94. The provisional timetable will allow for the possibility of hearing witnesses and will set a date by which the parties must request this. The date set will normally be very soon after the first exchange of pleadings, regardless of whether this is followed by a second exchange.

95. The arbitral will reserve the earliest date chosen, either just to hear the witnesses, or to hear both the witnesses and the final pleadings. It will in due course inform the parties which is the case and the place of the hearing.

96. It is clearly impossible to anticipate all procedural incidents from the outset. However, the great advantage of the provisional timetable is that it lays down a framework. It will be up to the Tribunal to ensure that the proceedings remain within this framework. The need to draw up a provisional timetable was one of the key features introduced in the 1998 Rules, as it makes ICC arbitration more effective and predictable and allows the arbitrators to become actively involved in the management of the case.

97. It should be recalled that, according to Article 22 of the Rules, when the Tribunal has declared that the proceedings are closed, it must indicate to the Secretariat the approximate date by which the draft award will be submitted to the Court for approval, as provided in Article 27.[Page32:]

Terms of Reference are a fundamental and distinctive feature of ICC arbitration. If they are drawn up in accordance with the provisions of Article 18, they will help to ensure that ICC's key aims of speed, predictability and effectiveness will be met. Arbitrators should attach great importance to the wording of the Terms of Reference and be conscious of the key role they play in their application. Every effort should be made to avoid ambiguous expressions in the Terms of Reference and undue leeway in the provisional timetable.
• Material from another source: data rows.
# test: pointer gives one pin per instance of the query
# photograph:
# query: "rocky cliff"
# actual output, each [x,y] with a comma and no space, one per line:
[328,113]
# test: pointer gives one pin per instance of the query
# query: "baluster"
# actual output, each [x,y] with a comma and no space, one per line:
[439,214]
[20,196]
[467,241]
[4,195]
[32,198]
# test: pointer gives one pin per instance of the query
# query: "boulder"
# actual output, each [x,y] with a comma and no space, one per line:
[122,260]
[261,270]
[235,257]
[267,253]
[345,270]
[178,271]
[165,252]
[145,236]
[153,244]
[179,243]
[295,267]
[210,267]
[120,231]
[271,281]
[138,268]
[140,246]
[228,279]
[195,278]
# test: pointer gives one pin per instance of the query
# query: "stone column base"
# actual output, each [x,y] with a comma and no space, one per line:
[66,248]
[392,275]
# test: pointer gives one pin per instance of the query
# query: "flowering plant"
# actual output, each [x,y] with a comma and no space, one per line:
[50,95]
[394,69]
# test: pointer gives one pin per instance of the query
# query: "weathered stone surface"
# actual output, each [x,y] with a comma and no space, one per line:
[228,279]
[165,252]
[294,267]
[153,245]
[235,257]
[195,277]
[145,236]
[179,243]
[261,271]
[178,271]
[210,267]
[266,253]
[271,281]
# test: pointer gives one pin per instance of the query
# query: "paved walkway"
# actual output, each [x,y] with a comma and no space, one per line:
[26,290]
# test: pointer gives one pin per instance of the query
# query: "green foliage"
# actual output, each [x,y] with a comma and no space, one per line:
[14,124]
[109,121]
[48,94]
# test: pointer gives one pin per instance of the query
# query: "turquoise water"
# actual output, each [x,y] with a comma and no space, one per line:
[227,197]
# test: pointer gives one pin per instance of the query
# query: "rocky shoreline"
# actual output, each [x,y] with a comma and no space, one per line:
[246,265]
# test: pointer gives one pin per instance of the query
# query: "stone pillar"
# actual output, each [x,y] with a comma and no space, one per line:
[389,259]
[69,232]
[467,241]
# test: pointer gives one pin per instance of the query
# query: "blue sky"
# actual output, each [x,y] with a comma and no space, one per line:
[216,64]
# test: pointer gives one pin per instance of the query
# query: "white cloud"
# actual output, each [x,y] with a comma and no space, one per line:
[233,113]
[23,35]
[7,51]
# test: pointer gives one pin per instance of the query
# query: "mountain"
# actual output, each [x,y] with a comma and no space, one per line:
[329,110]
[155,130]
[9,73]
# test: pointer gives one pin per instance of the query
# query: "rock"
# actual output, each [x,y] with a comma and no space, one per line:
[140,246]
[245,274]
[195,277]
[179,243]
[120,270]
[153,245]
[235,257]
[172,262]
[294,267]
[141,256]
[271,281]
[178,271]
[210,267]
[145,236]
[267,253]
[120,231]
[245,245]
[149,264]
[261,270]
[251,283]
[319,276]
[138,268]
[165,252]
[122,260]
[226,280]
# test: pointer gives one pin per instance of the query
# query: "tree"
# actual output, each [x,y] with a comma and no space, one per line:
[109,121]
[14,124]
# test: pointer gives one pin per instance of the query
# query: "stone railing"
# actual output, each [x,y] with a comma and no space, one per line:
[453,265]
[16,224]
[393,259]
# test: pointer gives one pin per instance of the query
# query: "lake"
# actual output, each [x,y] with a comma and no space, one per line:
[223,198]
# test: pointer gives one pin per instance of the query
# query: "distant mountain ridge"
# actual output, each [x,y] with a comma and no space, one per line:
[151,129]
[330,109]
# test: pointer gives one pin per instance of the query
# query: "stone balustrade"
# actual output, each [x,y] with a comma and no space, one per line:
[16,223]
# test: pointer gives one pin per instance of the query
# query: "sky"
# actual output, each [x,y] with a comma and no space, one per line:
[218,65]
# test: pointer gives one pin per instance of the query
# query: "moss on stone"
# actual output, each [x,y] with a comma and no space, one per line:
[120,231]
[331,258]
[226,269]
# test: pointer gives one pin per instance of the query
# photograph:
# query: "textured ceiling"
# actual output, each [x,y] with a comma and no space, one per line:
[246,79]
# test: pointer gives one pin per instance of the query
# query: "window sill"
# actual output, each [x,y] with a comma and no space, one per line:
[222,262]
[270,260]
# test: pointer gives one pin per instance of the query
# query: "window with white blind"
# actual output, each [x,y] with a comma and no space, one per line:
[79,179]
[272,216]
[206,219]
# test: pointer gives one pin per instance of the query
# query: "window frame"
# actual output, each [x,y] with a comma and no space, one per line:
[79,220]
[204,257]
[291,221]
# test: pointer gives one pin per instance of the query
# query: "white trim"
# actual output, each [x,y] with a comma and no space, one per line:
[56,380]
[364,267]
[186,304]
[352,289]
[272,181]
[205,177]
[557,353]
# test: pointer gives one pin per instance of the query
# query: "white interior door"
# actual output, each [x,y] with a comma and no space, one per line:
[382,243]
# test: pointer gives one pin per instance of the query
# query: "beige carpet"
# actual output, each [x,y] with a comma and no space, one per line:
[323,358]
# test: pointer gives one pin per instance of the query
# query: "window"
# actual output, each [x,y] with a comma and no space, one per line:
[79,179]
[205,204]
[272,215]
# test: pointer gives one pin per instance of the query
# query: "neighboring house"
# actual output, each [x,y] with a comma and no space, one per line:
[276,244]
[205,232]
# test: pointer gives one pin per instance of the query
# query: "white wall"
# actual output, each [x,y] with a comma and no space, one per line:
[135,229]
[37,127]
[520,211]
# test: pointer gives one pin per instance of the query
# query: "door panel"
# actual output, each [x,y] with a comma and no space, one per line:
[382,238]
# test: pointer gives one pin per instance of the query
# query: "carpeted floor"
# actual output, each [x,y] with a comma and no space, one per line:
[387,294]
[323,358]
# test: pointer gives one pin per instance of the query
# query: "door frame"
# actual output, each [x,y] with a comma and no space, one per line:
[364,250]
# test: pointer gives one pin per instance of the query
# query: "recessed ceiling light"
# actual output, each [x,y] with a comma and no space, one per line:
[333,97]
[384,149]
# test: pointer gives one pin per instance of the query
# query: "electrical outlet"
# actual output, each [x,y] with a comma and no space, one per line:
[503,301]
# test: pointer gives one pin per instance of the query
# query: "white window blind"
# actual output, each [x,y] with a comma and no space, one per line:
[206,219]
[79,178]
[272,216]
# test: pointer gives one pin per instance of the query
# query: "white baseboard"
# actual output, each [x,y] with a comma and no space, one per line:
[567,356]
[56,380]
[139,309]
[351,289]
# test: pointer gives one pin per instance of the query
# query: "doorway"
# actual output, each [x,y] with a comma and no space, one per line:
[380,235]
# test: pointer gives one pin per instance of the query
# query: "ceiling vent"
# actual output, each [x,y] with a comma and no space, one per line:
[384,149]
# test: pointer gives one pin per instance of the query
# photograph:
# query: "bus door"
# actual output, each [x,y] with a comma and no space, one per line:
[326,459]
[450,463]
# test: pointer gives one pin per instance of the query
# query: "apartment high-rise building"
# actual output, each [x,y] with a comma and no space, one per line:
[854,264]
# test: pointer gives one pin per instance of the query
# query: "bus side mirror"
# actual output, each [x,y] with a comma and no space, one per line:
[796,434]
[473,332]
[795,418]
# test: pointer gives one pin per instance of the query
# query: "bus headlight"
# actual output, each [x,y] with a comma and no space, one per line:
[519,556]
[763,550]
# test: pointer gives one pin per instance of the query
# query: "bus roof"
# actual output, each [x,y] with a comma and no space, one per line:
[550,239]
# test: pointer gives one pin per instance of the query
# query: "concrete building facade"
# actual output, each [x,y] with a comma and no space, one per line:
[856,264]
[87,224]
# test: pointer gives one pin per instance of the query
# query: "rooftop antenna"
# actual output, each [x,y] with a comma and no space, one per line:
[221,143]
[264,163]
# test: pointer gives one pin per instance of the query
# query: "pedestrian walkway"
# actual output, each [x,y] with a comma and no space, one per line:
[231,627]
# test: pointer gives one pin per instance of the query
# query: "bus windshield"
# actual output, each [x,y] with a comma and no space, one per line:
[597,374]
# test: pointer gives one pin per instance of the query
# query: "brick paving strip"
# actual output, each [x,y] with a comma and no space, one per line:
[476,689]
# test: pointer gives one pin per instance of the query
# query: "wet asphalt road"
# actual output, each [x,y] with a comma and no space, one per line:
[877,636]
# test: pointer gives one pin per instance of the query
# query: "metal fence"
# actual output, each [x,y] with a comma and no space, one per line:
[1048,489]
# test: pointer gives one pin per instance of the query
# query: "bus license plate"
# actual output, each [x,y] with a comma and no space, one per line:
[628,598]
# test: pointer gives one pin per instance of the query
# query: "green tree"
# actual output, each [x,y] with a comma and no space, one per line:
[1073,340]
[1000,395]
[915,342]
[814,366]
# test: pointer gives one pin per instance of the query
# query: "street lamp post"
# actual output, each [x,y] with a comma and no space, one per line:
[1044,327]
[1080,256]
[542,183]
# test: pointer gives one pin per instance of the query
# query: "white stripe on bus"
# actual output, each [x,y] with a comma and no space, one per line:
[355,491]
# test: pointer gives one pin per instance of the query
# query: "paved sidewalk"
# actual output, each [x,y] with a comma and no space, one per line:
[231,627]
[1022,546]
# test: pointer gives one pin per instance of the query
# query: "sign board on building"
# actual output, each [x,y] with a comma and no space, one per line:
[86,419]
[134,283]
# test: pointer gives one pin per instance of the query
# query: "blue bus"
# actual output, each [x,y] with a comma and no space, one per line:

The better the Terms of Reference, the better will be the arbitration.



1
The thoughts and opinions expressed in this article are those of the author. They should not be thought to reflect the viewpoint of the ICC International Court of Arbitration or its Secretariat.


2
S. Lazareff, 'Terms of Reference under the 1988 ICC Arbitration Rules - A Practical Guide' (1992) 3:1 ICC ICArb. Bull. 24.


3
S. Lazareff & E. Schäfer, 'The 1992 Practical Guide on Terms of Reference Revisited' (1999) 10:2 ICC ICArb. Bull. 14.


4
It is impossible to know with any degree of certainty the extent to which the drawing up of the Terms of Reference is the direct cause of the withdrawal of a case. It can be seen, however, that when parties become aware of the position of their opponents, this may encourage them to settle.


5
As far as ICC is concerned, we would simply point out that Article 1.7 of Appendix II to the Rules provides that: 'Any documents, communications or correspondence submitted by the parties or the arbitrators may be destroyed unless a party or an arbitrator requests in writing within a period fixed by the Secretariat the return of such documents. All related costs and expenses for the return of those documents shall be paid by such party or arbitrator.'.